With just over six weeks to go, I’m deep in training mode for my next marathon: the Scotiabank Toronto Waterfront Marathon. And I’m super pumped! I’ve known all year that I’d run two marathons in 2019, and over the summer I decided on Toronto.
Here’s how I landed there:
- The timing (October 20) is perfect. It gave me plenty of time to recover from Boston (April 15) and will allow me just over four months to recover and build up again for the Olympic Marathon Trials (February 29). Weather-wise, it’s favorable too, as late October in Toronto is historically nice for racing and my build-up coincides with the best months to train in Boulder.
- Toronto (and its organizing crew) has a great reputation, and has been on my radar for several years. While it’s not quite as competitive up front or as deep as some of the Majors, it’s still an IAAF Gold Label race and a place that people go to run fast. My training partner from Houston, 2:28 marathoner Mary Davies, won the race several years ago and set her PR there, so I trust she left a little magic on the course for me.
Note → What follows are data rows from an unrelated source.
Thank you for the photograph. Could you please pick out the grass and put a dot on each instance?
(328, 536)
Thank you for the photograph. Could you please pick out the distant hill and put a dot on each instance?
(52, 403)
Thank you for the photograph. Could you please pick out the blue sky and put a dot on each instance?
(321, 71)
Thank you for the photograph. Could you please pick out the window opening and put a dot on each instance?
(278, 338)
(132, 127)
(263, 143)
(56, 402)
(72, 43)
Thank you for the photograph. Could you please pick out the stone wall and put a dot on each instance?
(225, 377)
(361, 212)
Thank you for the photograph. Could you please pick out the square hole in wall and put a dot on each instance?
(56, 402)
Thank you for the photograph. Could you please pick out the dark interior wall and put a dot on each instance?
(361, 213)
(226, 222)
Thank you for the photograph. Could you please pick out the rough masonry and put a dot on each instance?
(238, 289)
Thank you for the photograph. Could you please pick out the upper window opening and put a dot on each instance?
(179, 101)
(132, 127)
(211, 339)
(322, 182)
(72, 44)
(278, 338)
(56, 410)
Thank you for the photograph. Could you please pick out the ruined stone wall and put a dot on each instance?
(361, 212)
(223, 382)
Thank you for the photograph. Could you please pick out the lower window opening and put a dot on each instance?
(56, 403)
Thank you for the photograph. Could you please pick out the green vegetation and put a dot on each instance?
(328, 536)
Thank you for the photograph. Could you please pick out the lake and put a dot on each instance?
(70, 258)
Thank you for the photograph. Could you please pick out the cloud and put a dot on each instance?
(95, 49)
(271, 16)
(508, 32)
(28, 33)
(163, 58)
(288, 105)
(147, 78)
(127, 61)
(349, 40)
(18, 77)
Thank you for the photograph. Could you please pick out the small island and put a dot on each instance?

- My last three races have been Majors—Chicago, London, and Boston—and while the hype and crowd support were out of this world, I felt that a slightly lower key race would be good for me this fall. As a foreigner who’s not in the hunt for a spot on the Canadian Olympic Team, I’ll go in with less pressure and more freedom to run my race and execute the performance I know I’m capable of.
- As this year’s Canadian Marathon Championships, a solid pack of women will be gunning for the 2:29:30 Olympic standard and that coveted Olympic berth (which will go to the first Canadian across the line, given that she’s under the standard). That should be a great group for me to tuck into and work with, in addition to . . .
- . . . my husband Will, who is going to pace! Some marathons allow pacers while others don’t, and Toronto’s willingness was a deal-maker. I completely trust Will to carry me along in the appropriate pace range, to encourage me in the right ways, and to help me work through rough patches—because he does all of that in the majority of my workouts already. He has also paced me in two marathons so far (when I finished 3rd in Houston and 10th in Chicago), and his steady presence was a not-so-secret weapon that I am enormously grateful for.

It’s a little early to talk specific goals, but I won’t let myself off the hook quite so easily. Without knowing anything yet about my fitness level on race day, my competition, the conditions, or any of the other dozens of variables that go into a marathon, here’s what I do know: I want to attack the Olympic standard (2:29:30), which would be about a minute PR and well within my wheelhouse. I want to work on my fueling strategy in training and in the race, as that’s something I haven’t yet dialed in all the way but should give me a big boost when I do. And more abstractly, I want to squeeze every last drop of fitness out of my body and set myself up for a strong showing at my next marathon, the 2020 Olympic Trials.